Two key yearly inflation measures that are tracked closely by the Bank of Canada and filter out components with more volatile price fluctuations — the so-called trim and median core rates — increased, averaging 3.65%, from an upwardly revised 3.55% a month earlier. That’s faster than the 3.35% pace expected by economists. The trim rate rose due to the movements of rent and passenger vehicle prices.

Another important indicator, a three-month moving average of underlying price pressures, rose to an annualized pace of 3.63% in December from 2.94% in November, according to Bloomberg calculations. The Bank of Canada follows this metric closely because it reveals shorter-term inflation trends.

A Bumpy Road To The Inflation Target

According to Bloomberg News, following the release of today’s CPI data, “the yield on two-year Canadian government bonds rose about four basis points to 3.857%…Traders in overnight swaps pushed back bets on when the Bank of Canada will start cutting rates to July, from as early as April before the release.”

 

Bottom Line

This is the last major data release before the Bank of Canada meets again on January 24th.
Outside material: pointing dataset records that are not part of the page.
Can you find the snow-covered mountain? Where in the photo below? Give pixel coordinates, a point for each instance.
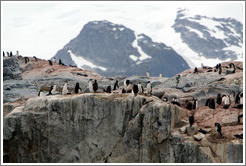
(111, 49)
(211, 39)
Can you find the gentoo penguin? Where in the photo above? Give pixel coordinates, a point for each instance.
(64, 89)
(54, 60)
(175, 102)
(191, 120)
(41, 93)
(129, 87)
(202, 131)
(90, 84)
(77, 88)
(108, 90)
(116, 85)
(149, 88)
(195, 104)
(220, 70)
(95, 86)
(126, 83)
(188, 105)
(219, 99)
(218, 128)
(50, 63)
(140, 88)
(53, 91)
(135, 89)
(195, 70)
(17, 54)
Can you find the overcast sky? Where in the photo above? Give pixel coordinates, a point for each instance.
(42, 28)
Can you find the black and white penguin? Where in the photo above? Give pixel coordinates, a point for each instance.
(219, 99)
(195, 70)
(116, 85)
(77, 89)
(35, 58)
(135, 89)
(95, 86)
(64, 89)
(41, 93)
(50, 62)
(191, 120)
(195, 104)
(90, 85)
(149, 88)
(202, 131)
(140, 88)
(218, 128)
(108, 89)
(188, 105)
I concur with the widely held view that the rate pause will continue at the next meeting despite evidence that the economy is slowing. Governor Tiff Macklem will err on the side of caution before beginning to cut overnight rates. The last reading on wages showed a 5.4% y/y rise, and yesterday’s housing release showed a bump in sales. Macklem and Co. will keep their powder dry until they see an all-clear signal that core inflation is sustainably below 3%.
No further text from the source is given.